Something was wrong. Elpida allowed her hands to creep toward her submachine gun. Serin wasn’t standing too close, but that didn’t necessarily mean anything.
“Serin,” Elpida said. “What do you want?”
Serin leaned down and forward; she moved slowly, making it clear she didn’t intend any aggression. Elpida put both hands on her submachine gun. Serin leaned close, until her pale skin and all-red eyes were only two feet from Elpida’s face. Then she made that hissing noise again — sniffing, inside her mask. She moved her face to Kagami and sniffed again, several times.

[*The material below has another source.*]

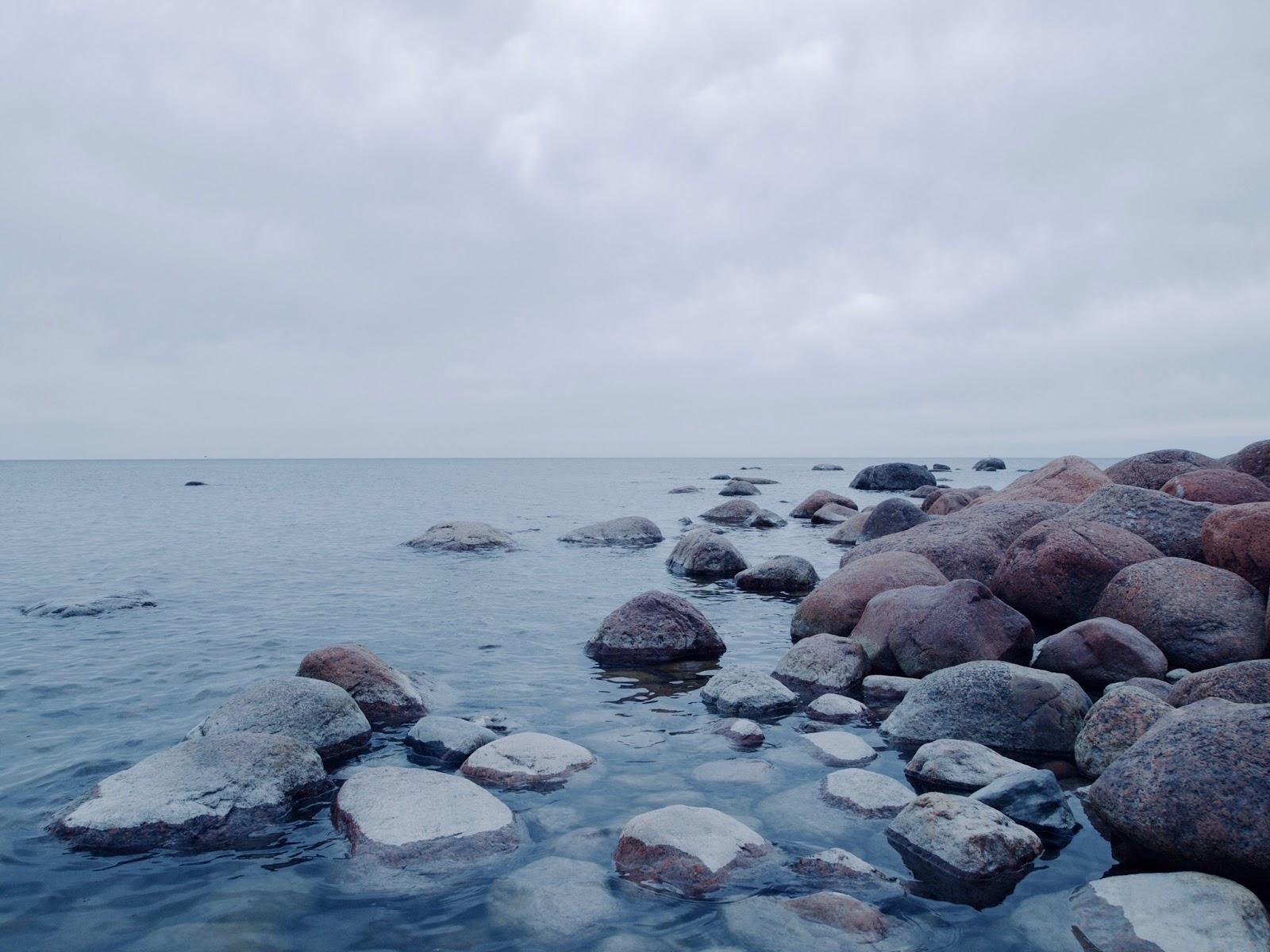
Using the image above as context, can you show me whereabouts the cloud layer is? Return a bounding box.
[0,0,1270,459]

She repeated the motion, going back and forth, then straightened up.
Kagami murmured: “What the fuck?”
Elpida kept her hands on her weapon. “Serin, please answer me. What do you want?”
“Better question,” Serin rasped, still amused. “What do I not want? I do not want useful bait to wither away. I do not want to watch fresh meat refuse food.” Lenses irised and adjusted inside her red eyeballs — and focused on Kagami. “Some of you. Know what’s good. Mm. Poor choice of diet.”
Elpida said, “What are you talking about?”
Serin tilted her head and focused on Elpida again. “Fresh meat. Comrade-to-be. Or otherwise.” A spindly pale hand emerged from the black robes and pointed a finger at Kagami. “Kagami is correct. She knows what she needs. You’re weak and failing. You’re falling apart.”
“We’re resting. We—”
“You’re not eating your kills, false Necromancer. You’re starving to death.”